Sunday, 3 May 2020

Eskimo - The Residents

Provenance: My first exposure to the Residents came through the written word. I did not hear anything of theirs - consciously at least - until I was pushing copies of Commercial Album, Third Reich and Roll and Eskimo into my CD player. It's all quite shocking, and I recommend it.

What drew me to the Residents was their impishness, their experimentation, their readiness to subvert accepted conventions of recorded music, and not least of all, their anonymity (I am a sucker for artists who conceal their real identities, even if in one or two cases they have a very good reason to do so).

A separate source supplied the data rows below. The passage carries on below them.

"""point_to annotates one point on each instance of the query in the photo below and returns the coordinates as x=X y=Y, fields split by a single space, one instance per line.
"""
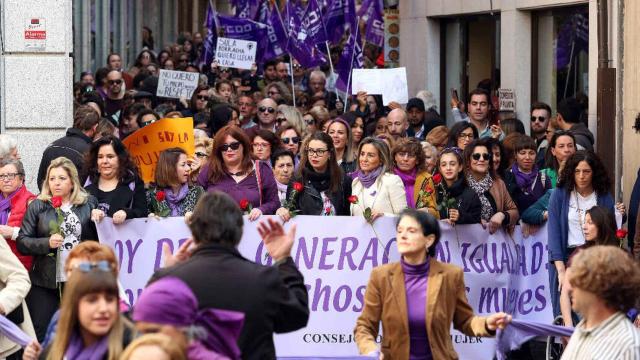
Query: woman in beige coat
x=14 y=286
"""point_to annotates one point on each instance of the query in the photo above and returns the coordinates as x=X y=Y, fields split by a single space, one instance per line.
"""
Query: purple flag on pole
x=340 y=16
x=313 y=25
x=351 y=58
x=277 y=37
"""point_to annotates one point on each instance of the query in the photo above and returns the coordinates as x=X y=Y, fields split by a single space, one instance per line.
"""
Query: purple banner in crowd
x=336 y=255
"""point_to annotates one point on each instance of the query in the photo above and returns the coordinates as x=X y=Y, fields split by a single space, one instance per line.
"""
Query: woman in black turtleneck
x=325 y=188
x=456 y=202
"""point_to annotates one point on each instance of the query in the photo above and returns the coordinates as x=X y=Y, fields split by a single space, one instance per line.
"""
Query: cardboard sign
x=240 y=54
x=177 y=84
x=145 y=144
x=507 y=98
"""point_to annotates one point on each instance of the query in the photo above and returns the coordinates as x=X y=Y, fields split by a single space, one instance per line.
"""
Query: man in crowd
x=604 y=283
x=569 y=112
x=74 y=144
x=397 y=123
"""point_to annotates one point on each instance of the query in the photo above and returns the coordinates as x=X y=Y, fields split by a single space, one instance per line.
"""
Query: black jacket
x=73 y=146
x=130 y=197
x=466 y=201
x=272 y=298
x=309 y=202
x=33 y=238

Another experience, quite apart from music or even music journalism, drew me towards Eskimo. A few winters ago I had the privilege of spending some time in Chicago, and looking for indoor activities my partner and I went to the Field Museum, a mega-sized cross-pollination of London's very own Natural History Museum and British Museum. One of the more striking rooms was the Native North American Hall, which contained fascinating exhibits of, amongst other things, peoples living in the Arctic north of the continent. Of these artefacts, it was the ceremonial masks that stayed with me - haunting, terrible, funny, grotesque, conveying more even within the stasis of a glass box than words could. When used within the context of ritual - combined with music and movement - these masks must have projected a rare kind of power.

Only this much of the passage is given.